Table 6.4 describes the
events available for the command button controls that you place on forms.
Event | Description |
Click | Occurs when the user clicks the command button with the mouse. |
DragDrop | Occurs when a drag operation of the command button completes. |
DragOver | Occurs during a drag operation of the command button. |
GotFocus | Occurs when the command button receives the focus. |
KeyDown | Occurs when the user presses a key and the KeyPreview property for any control on the form is set to False.

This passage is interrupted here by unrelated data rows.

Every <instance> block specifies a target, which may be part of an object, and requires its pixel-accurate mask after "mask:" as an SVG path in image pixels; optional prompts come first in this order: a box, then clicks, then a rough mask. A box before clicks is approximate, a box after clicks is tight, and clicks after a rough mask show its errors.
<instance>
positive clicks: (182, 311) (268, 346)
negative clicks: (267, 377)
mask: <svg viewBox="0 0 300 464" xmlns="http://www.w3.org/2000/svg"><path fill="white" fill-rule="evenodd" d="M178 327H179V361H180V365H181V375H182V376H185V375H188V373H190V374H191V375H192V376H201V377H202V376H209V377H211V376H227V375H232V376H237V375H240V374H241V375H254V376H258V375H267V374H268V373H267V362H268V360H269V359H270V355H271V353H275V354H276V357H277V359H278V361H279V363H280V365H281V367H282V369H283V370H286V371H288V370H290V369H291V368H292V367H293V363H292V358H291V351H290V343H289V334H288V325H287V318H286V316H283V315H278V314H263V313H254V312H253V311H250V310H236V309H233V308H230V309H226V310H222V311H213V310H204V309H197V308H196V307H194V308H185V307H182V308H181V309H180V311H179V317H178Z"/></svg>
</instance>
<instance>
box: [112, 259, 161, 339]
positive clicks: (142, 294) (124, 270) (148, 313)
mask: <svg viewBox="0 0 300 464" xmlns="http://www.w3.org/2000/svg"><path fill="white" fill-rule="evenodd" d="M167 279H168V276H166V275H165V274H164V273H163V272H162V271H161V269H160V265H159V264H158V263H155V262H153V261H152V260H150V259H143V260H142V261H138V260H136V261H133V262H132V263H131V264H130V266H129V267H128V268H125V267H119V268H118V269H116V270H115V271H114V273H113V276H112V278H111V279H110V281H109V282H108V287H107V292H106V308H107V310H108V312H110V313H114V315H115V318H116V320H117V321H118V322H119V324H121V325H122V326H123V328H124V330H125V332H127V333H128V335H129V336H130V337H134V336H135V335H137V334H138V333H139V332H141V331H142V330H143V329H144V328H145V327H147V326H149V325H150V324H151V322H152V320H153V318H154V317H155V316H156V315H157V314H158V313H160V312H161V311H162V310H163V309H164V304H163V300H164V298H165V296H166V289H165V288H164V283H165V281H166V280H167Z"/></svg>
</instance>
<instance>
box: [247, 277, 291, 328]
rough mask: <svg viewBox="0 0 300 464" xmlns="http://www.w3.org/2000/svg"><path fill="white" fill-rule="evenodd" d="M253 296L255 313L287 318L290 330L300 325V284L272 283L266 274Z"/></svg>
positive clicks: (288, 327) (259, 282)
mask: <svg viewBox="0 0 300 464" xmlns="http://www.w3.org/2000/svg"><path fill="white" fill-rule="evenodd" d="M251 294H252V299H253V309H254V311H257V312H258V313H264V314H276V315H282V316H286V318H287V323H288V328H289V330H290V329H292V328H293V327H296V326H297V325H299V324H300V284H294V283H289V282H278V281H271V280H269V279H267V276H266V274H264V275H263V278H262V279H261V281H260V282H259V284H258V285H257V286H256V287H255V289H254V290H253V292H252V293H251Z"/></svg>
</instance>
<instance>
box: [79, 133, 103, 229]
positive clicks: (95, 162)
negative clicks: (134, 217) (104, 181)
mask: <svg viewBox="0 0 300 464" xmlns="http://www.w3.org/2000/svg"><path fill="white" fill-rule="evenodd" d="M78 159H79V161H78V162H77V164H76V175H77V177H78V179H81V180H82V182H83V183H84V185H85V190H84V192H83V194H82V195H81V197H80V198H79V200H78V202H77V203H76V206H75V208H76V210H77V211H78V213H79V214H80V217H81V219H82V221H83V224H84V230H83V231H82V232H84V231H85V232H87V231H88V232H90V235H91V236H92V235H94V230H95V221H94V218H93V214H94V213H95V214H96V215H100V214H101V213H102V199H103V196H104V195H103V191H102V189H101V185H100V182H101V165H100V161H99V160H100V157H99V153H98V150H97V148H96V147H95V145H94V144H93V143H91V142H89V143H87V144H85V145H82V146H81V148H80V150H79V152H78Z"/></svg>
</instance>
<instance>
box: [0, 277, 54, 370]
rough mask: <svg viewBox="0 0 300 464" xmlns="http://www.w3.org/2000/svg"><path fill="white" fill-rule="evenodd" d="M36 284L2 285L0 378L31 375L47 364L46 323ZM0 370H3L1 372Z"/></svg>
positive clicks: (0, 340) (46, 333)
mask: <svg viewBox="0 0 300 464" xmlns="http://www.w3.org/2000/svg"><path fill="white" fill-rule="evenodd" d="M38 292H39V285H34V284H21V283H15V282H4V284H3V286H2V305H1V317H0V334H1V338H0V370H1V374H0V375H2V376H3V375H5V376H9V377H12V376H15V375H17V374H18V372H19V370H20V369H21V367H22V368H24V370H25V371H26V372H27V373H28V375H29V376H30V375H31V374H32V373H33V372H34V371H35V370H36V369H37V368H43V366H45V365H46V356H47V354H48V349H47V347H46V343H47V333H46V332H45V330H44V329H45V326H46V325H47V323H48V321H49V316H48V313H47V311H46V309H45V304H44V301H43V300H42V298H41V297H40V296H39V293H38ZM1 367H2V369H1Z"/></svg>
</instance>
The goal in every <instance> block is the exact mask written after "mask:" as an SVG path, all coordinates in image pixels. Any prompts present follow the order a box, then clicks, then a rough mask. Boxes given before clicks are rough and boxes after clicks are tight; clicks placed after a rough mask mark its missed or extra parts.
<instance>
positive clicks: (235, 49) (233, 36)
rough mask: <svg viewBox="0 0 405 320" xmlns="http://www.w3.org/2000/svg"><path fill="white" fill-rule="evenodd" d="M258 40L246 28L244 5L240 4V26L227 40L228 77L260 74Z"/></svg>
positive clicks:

Otherwise, the form gets the KeyDown event. |
KeyPress | Occurs when the user presses a key over the command button. |
KeyUp | Occurs when the user releases a key. |
LostFocus | Occurs when the command button loses the focus to another control or to the form. |
Table 6.5 describes the events available for the label controls that you place on forms.
Event | Description |
Change | Occurs when the label's Caption property changes. |
Click | Occurs when the user clicks the label with the mouse. |
DblClick | Occurs when the user double-clicks the label with the mouse. |
DragDrop | Occurs when a drag operation of the label completes. |
DragOver | Occurs during a drag operation of the label. |
LinkClose | Occurs when a DDE operation terminates. |
LinkError | Occurs when a DDE operation fails. |
LinkNotify | Occurs when a DDE operation notifies the label with a changed message. |
LinkOpen | Occurs when a DDE operation begins. |
MouseDown | Occurs when the user presses the mouse button over the label. |
MouseMove | Occurs when the user moves the mouse over the label. |
MouseUp | Occurs when the user releases the mouse over the label. |
Note that no GotFocus event is associated with labels. This is because a label can never receive the focus.
Table
6.6 describes the events available for the text box controls that you place on forms.
Event | Description |
Change | Occurs when the text box's Text property changes. |
DragDrop | Occurs when a drag operation of the text box completes. |
DragOver | Occurs during a drag operation of the text box. |
GotFocus | Occurs when the text box receives the focus. |
KeyDown | Occurs when the user presses a key and the KeyPreview property for the controls on the form is set to True. Otherwise, the form gets the KeyDown event. |
KeyPress | Occurs when the user presses a key over the text box. |
KeyUp | Occurs when the user releases a key over the text box. |
LinkClose | Occurs when a DDE operation terminates. |
LinkError | Occurs when a DDE operation fails. |
LinkNotify | Occurs when a DDE operation notifies the text box with a changed message. |
LinkOpen | Occurs when a DDE operation begins. |
LostFocus | Occurs when the text box loses the focus to another object. |
Review: Each control has its own set of properties and command buttons. The tables in this unit
complete the discussion of forms, command buttons, labels, and text boxes. You now know enough to work
with these four fundamental Visual Basic objects. The next lesson builds on your knowledge by teaching you how to add code to event procedures.
What if you wanted to enter Property window settings in inches instead of twips, the default unit of measurement. How do you change the unit measurement to inches?